Near Morganton is Brown Mountain, scene of mysterious lights since the Civil War that are so puzzling that government geologists have conducted fruitless investigations. In my files is a long article on the Brown Mountain mystery that appeared in the Literary Digest for Nov. 7, 1925. These lights are about the size of a toy balloon, vary in color, move about, and appear and disappear abruptly.

The last report of a mysterious aircraft in the Scandinavian area came from Vaesterbotton, Sweden, on July 9, 1945. Its shape resembled that of a bird.

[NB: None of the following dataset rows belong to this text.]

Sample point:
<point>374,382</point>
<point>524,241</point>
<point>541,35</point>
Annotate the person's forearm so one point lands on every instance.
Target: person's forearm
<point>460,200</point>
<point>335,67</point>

It moved at great speed going south over the city at about 10,000 feet altitude. "If it was a plane, it was one the like of which the Swedish General Staff never had seen before."

Late in the afternoon of Nov. 29, 1945, a flaming object exploded and then transformed itself into a ball of fire over Modesto, Calif. It was visible throughout the San Francisco area, and was observed moving away northeast at a speed of about 800 miles per hour at an apparent low altitude. But before we decide that is was merely a freak meteor, we must add that according to the Oakland Tribune "it was reported sighted in western Nevada a full five hours after it was first sighted at Oakland."

No, meteors do not linger or hover in the skies of earth, nor do they resemble rockets or airplanes.



* This is not true. Your editor has an eye-witness account of six B-17s crashing in the Siegfried Line, coming down without a shot being fired, all of them crashing because of a simultaneous cessation of the motors. This incident was broadcast over the American radio by a news reporter, but did not appear in any paper of the same or following day that he knows — nor was it mentioned again on the air. It can only he assumed the information was suppressed for security reasons. It has also been rumors that German authorities have denied that they knew of such an ignition-stopping ray, or of the plane crashes mentioned —Ed.


As presented in Amazing Stories, June 1947.